Em Arrival, porém a criança está lá, como a filha da Dra. Louise, mas é dupla de alienígenas carinhosamente apelidade de Abbott e Costello que representa os ideais de pureza, bondade, compaixão, elevação e evolução espiritual. O mal, é criado também pelos adultos, mas o contraste aqui não é entre adultos e crianças, mas entre alienígenas e humanos. Logo, o ser humano a priori, representaria a maldade, a violencia, o desejo de controle e posse, as guerras, o belicismo, a agressividade. Porém, o filme não cai na armadilha de se entregar ao maniqueísmo que visões binárias de mundo oferecem, de modo que o roteiro permite aos seres humanos a redenção e a evolução, num sentido amplo e rico.



O defeito do filme, porém, é o modo apressado com o qual o desfecho acontece. O modo como os problemas são resolvidos nos 15 minutos finais do filme é inconsistente, cheio de lacunas e revela, infelizmente, uma certa preguiça por parte do diretor e roteirista. A capacidade de enxergar o tempo de modo não-linear, viajando entre passado, presente e futuro por meio de sua consciência e memória, adquirida pela protagonista após aprender e tornar-se fluente na língua dos alienígenas, é apressada e torna-se inverossímil. O pior é, ao apresentar um futuro que é imutável e fixo, o filme contraria sua visão de quem tempo seria circular e não-linear.
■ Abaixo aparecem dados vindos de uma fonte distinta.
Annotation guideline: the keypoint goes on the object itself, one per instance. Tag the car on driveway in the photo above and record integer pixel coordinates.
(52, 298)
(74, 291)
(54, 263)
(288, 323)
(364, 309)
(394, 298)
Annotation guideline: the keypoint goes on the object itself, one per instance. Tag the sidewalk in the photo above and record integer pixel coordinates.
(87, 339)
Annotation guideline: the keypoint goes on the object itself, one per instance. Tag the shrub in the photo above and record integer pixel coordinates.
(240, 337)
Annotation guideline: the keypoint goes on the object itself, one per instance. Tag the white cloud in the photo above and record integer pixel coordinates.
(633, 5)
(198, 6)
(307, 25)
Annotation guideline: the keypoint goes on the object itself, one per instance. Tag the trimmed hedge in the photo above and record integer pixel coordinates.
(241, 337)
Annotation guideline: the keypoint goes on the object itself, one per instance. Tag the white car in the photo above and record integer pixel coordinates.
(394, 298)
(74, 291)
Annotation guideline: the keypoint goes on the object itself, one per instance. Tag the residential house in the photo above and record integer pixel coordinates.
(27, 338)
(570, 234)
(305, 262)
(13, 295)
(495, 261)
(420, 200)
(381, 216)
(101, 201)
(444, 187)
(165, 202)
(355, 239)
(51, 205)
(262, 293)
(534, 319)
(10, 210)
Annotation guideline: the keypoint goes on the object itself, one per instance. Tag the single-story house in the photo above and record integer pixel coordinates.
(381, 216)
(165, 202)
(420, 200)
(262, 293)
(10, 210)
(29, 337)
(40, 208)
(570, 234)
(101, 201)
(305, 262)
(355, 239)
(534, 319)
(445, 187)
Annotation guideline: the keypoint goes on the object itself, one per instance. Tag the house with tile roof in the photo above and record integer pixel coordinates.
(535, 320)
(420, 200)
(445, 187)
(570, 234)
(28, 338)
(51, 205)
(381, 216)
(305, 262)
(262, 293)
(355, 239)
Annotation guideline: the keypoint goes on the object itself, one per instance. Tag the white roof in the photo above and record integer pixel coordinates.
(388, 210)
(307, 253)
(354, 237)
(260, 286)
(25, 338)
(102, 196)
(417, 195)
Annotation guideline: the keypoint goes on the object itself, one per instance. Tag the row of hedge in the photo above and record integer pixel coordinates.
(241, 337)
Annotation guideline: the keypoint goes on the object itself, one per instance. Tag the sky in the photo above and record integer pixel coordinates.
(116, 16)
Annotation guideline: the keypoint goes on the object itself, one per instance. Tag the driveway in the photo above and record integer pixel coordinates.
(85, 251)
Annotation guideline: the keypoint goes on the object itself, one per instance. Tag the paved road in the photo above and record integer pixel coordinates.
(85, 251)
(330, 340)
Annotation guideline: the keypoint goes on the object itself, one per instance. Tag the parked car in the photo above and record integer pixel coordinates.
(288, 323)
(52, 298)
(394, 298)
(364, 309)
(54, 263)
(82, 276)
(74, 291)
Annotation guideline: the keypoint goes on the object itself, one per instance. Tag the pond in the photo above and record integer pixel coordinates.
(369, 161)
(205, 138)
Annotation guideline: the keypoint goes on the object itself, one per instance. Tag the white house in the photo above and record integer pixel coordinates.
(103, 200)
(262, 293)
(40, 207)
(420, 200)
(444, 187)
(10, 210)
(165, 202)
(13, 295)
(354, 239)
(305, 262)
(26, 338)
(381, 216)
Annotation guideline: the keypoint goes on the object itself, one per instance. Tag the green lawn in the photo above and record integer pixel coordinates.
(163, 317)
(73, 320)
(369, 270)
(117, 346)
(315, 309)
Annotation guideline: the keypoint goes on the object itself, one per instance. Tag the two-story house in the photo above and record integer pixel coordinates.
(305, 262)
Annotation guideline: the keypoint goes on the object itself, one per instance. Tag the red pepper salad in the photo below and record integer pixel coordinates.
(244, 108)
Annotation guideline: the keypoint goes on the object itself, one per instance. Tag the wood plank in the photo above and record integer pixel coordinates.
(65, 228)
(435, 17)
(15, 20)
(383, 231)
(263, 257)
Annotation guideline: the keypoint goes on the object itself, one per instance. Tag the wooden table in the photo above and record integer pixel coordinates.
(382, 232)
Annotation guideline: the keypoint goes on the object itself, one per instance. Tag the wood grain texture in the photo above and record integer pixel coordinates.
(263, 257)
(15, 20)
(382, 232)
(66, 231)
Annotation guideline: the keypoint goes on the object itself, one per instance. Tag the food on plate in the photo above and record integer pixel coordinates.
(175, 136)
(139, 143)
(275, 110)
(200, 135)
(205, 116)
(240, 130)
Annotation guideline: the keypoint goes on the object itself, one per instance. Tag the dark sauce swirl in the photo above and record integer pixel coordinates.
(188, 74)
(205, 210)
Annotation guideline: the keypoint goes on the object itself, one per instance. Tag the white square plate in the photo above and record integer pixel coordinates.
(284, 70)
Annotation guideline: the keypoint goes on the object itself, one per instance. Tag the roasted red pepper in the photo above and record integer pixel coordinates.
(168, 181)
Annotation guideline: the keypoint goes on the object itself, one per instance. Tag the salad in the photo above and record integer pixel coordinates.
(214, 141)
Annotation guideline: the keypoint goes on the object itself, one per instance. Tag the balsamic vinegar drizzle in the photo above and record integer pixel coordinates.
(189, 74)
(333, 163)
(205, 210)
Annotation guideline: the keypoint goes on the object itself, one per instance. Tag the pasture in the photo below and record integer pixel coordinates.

Há aqui uma certa contradição no roteiro, portanto, que prejudica seriamente a coesão da narrativa. A tentiva de deixar tudo explicadinho no final, também compromentem a qualidade do filme, assim como aconteceu com Interestellar, outra ficção científica que tinha tudo para ser impecável. No entanto, ao final, Arrival sai-se melhor do que Interestellar exatamente por não entregar-se oa sentimentalismo barato ou ao pieguismo, pois moral que ele oferece é mais dura do que edificante.

A CHEGADA (Arrival, 2015)
Direção: Denis Villeneuve
Elenco: Amy Adams, Jeremy Renner, Forest Whitaker e Michael Stuhlbarg.
Indicado ao 9 Oscar, incluindo Melhor Filme, Melhor Diretor e Melhor Roteiro.